Slum residents pay more money per square foot than people living in Gulshan but are deprived of access to basic civic amenities like water, electricity, sanitation and gas.
Experts made the observation at "Making an Inclusive City: Securing the Right to Shelter and Livelihood" conference at Brac Centre organised by Bangladesh Legal Aid and Services Trust (BLAST) with the assistance of UK Aid.
The conference on Saturday was attended by urban planners, architects, environmentalists, academics, lawyer, and representatives from NGOs and INGOs to discuss the plight of the urban poor.
Supreme Court lawyer and BLAST chair Dr Kamal Hossain and architect Mobasshar Hossain jointly chaired the sessions and panel discussions where 17 recommendations were made for housing and improving the lives of the urban poor.
“Although it has been 46 years since the Liberation War we have yet to secure housing for the large number of people that qualify as the urban poor who have been living in squalid conditions in slums deprived of their basic constitutional rights to shelter, water and livelihood,” said Dr Kamal.
Co-chair of the sessions architect Mobassher said: “Slum dwellers in Dhaka pay more per square foot for housing than most of the middle-class and upper middle-class residents of areas like Gulshan but at the same time do not have access to basic civil amenities like water, sanitation, gas, electricity, healthcare and education.”
Speaking about land that had been allocated for the poor but ends up being owned by the rich and powerful, architect Iqbal Habib cited Purbachal and Jhilmil as perfect examples of this phenomenon.
“The government acquired land at Tk5 lakh per katha from the poor people to establish the satellite cities of Purbachal, Jhilmil and other but all the plots were later sold to the rich who then sold them for Tk1-2 crores per katha.
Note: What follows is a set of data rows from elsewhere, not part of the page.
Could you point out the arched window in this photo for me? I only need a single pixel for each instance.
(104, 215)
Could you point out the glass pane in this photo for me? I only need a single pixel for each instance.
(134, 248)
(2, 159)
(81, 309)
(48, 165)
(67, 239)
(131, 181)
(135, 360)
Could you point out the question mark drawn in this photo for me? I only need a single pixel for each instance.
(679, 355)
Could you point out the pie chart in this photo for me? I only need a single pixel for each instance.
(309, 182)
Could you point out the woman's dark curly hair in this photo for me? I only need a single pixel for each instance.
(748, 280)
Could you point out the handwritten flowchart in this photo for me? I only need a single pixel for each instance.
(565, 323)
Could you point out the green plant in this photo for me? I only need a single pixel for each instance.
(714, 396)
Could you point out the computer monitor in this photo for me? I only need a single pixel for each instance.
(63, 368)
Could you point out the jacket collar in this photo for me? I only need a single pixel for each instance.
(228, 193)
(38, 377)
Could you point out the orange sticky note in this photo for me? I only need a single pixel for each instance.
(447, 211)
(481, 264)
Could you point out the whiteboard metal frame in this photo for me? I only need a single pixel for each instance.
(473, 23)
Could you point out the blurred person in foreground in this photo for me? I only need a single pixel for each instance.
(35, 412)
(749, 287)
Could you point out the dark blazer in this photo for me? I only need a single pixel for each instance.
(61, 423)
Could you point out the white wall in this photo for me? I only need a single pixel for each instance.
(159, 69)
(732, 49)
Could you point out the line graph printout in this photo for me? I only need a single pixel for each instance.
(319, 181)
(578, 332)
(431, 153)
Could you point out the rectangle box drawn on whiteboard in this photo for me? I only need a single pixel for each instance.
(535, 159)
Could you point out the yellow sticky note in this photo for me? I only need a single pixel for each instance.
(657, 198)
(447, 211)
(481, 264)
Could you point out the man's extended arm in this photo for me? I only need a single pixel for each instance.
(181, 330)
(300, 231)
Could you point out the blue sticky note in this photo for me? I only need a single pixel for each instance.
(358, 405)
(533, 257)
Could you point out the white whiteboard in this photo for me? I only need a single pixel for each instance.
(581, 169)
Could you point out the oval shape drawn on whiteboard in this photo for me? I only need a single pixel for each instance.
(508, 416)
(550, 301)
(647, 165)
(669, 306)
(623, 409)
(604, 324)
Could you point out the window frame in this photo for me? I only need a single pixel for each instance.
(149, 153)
“I want to say clearly that we do everything for the rich in the name of the poor who are systematically left out of urban development plans. Around 44% of Dhaka's residents are poor and yet they are denied basic access to their rights.”
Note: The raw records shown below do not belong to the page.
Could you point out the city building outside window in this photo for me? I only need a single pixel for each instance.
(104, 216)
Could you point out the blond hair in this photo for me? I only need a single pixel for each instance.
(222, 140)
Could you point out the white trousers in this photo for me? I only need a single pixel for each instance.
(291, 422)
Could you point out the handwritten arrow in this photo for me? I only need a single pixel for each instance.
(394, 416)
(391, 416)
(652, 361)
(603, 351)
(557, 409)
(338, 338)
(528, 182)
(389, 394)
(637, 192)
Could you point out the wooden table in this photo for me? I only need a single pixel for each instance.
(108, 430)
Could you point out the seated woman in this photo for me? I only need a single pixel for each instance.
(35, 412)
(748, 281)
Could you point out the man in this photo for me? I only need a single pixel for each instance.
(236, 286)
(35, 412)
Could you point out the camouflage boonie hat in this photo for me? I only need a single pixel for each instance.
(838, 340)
However, Rajuk Chief Town Planner Sirajul Islam said there has been 10 acres of land allocated for the poor in Purbachal and 51 acres in Uttara and 10 acres in Jhilmil or the housing the urban poor.
Pointing out Bhashantek rehabilitation project in Mirpur as a failure, Mobassher cited corruption and bad dealings by the real estate company who dealt with the project as the main reason why the housing for the urban poor did not go as planned.
Saying that the focus has to be decentralisation Urban Planner, Prof Salma A Shafi said that the city's expansion projects needed to be more inclusive of the urban poor.
“Not only the city's slum, a huge number of informal housing go up whenever there is space. We are concentrating only on mega projects for the city's rich, but there has no plan for the development of poor communities in urban areas.
“About 40% of the urban people are poor who have no housing facilities for them,” she added.
Supreme Court Lawyer Sara Hossain also spoke at the event with Christine Forrester of Community Legal Services assuring assistance for the rights of the urban poor.